Un nouveau thème d’engagement actionnarial va faire son apparition aux assemblées générales de cette année. Cinq grandes entreprises de l’industrie des divertissements se voient questionnées sur leur utilisation des technologies de l’intelligence artificielle et leurs impacts sur leurs salariés. Le gestionnaire des fonds de la principale fédération syndicale américaine a déposé une proposition de résolution aux AG de Disney, Apple, Comcast, Netflix et Warner Brothers Discovery afin qu’elles publient un rapport sur leur utilisation de l’IA et divulguent “toutes lignes de conduite éthiques que l’entreprise a adoptées concernant son utilisation des technologies de l’IA“.
Les fonds de l’AFL-CIO (American federation of labor-Congress of industrial organizations) s’inquiètent en effet des impacts de ces nouvelles technologies sur les salariés de ces grands groupes. L’organisation syndicale craint notamment des risques de discrimination à l’égard des employés, mais aussi de possibles vagues de licenciements si l’intelligence artificielle automatise certaines tâches. Les contenus créés par ces entreprises peuvent également se révéler source de désinformation, l’IA permettant de réaliser des “deep fake” vidéos et écrits, un fait particulièrement préoccupant en période de campagne électorale.
“Transparence, consentement et compensation”

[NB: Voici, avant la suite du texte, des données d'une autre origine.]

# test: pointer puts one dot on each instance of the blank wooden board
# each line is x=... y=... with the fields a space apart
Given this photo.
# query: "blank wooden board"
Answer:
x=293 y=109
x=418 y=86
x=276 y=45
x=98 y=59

En ciblant les entreprises du divertissement, l’AFL-CIO prend également le relais des syndicats de scénaristes et d’artistes qui ont longuement manifesté et fait grève en 2023. L’un de leurs thèmes de revendication était en effet le meilleur encadrement de l’utilisation des technologies de l’IA, les acteurs et actrices craignant notamment que des doubles numériques prennent leur place sans qu’ils ne soient rémunérés. Le fonds de pension de l’AFL-CIO, qui gère plus de 12 milliards de dollars d’actifs, préconise dans le texte d’accompagnement de sa résolution actionnariale certaines lignes de conduite.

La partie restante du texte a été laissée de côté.